Tuesday and Tuesday night will feature dry and quiet weather as high
pressure settles over western New York. Skies will feature
increasing clearing from west to east as the moisture axis exits off
the coast with the low.

Temperatures will run cooler Monday and Tuesday topping out below
normal late July levels. Highs run generally reach into the lower to
mid 70s in the cool northerly flow on the backside of the passing
low along with 850mb temps dipping to 10-12C in the passing trough.
Overnight lows will bottom out in the 60s Sunday night then slip to
50s Monday and Tuesday nights with cool and dry Northerly flow.

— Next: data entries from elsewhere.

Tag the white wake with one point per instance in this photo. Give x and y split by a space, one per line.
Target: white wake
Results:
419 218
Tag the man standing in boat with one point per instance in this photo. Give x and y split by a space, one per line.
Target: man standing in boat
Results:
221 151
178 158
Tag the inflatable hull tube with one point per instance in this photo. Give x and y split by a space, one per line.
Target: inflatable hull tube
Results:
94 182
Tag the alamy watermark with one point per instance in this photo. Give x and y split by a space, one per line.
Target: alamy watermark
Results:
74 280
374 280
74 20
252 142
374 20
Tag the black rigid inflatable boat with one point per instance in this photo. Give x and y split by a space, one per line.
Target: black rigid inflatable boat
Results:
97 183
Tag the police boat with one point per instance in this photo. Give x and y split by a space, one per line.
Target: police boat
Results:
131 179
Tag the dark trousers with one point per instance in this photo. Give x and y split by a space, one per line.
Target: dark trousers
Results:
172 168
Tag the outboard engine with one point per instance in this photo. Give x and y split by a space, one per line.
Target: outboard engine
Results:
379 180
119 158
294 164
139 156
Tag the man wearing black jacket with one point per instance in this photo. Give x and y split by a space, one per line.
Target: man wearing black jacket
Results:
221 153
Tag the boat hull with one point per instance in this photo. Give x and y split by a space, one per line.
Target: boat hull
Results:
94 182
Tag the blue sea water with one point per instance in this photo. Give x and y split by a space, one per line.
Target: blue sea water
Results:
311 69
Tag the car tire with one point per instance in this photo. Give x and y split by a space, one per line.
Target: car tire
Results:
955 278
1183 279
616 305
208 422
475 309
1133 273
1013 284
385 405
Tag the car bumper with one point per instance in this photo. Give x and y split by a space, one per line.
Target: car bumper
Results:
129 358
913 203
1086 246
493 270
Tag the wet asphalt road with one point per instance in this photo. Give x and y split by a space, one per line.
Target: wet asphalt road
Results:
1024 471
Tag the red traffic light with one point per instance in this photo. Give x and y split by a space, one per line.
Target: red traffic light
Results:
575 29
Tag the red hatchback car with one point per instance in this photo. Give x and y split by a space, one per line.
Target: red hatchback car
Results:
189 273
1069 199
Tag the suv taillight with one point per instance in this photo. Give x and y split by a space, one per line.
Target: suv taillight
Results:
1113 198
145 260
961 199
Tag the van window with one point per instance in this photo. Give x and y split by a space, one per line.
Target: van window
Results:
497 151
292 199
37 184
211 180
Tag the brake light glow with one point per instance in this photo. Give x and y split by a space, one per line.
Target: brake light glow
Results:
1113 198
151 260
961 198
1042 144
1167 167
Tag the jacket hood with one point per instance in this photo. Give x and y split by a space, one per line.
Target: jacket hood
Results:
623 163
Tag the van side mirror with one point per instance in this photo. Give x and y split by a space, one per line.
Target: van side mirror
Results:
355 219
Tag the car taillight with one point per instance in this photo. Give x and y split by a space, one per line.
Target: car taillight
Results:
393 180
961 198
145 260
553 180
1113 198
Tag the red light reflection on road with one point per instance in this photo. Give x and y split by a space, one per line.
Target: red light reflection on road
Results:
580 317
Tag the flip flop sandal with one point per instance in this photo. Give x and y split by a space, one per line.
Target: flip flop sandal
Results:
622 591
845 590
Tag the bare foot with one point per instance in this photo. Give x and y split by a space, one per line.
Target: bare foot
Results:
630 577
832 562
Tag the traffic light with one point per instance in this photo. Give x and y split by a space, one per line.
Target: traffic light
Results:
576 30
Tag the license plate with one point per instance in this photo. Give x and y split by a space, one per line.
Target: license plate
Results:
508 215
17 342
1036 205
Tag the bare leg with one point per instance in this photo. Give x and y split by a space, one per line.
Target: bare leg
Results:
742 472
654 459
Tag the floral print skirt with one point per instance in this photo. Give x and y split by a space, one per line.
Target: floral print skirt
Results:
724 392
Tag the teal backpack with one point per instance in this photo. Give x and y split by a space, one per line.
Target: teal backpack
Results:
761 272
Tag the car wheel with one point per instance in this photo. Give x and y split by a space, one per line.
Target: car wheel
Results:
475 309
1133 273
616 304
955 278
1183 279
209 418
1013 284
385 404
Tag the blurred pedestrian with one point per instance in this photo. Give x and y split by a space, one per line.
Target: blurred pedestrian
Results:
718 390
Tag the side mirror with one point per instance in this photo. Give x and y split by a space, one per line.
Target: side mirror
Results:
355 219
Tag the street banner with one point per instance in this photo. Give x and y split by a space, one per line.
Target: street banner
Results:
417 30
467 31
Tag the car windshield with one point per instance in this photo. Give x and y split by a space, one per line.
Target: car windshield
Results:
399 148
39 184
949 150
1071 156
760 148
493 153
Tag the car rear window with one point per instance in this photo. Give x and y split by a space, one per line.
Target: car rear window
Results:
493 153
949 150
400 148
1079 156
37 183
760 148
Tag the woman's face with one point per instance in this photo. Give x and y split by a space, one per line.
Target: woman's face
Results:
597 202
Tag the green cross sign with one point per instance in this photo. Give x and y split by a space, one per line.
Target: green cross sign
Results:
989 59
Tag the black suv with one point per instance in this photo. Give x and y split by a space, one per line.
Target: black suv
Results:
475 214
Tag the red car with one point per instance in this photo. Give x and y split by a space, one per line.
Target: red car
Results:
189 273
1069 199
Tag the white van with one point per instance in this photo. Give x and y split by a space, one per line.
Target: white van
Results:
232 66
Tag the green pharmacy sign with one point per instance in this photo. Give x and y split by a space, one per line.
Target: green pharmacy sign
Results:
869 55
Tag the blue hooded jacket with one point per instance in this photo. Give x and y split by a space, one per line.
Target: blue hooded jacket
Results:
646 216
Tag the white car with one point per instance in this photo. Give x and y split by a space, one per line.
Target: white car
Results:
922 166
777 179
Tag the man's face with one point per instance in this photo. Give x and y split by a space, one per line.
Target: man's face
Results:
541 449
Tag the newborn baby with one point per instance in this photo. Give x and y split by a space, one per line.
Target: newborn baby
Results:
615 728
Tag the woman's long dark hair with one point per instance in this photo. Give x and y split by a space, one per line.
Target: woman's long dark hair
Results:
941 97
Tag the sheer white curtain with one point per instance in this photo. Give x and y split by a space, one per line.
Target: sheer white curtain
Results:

High pressure lingering across New England should promote another
day of mainly dry and quiet weather on Wednesday...before another
pronounced shortwave trough and associated weak cool front cross the
region during the Wednesday night-Thursday time frame...and bring
the potential for another round of scattered showers and storms.
Following the passage of this system...surface-based ridging and
drier air then looks to build back into our region for Thursday
night and Friday...offering a return to quieter and mainly dry
weather to close out the period.

As for temperatures and humidity levels...these will both rebound
to near-normal midsummer levels on Wednesday as the southwesterly
return flow between the departing high and approaching cool front
advects warmer air and increasing amounts of moisture back into
our region. After that...little change in either is then expected
for the rest of the the cool front will usher in little
to no change in airmass.


Flight conditions should remain VFR through overnight...except for
KJHW where some low stratus within the IFR/MVFR range may form.
Precipitation at the airfields will be minimal tonight and into
Sunday morning.

On Sunday a warm and humid airmass will begin to push farther
northward into Western New York, bringing additional chances for
showers and thunderstorms, mainly through the afternoon hours.

Sunday afternoon...VFR/MVFR with some showers and thunderstorms.
Monday...Mainly VFR but with a chance of showers.
Tuesday and Wednesday...VFR.
Wednesday night and Thursday...Mainly VFR but with a chance of
showers and thunderstorms.


An easterly wind will increase to 15 to 20 knots on Lake Ontario
Sunday, though the strongest winds should remain out over the open
waters of the lakes. These winds will bring waves on the western
shores of Lake Ontario to near 4 feet on Lake Ontario late Sunday
afternoon and through the evening hours.


As low pressure approaches our region Sunday and Sunday evening...
a low-level easterly to east-northeasterly flow will briefly
strengthen across Lake Ontario with this potentially
strengthening enough to generate some lakeshore flooding
concerns along the south shore of the lake from roughly Niagara
county east to Monroe County. Latest guidance keeps the
strength of the winds just below a critical threshold to drive
waves high enough for the issuance of a Lakeshore Flood Watch at
this point but will continue to be closely monitored.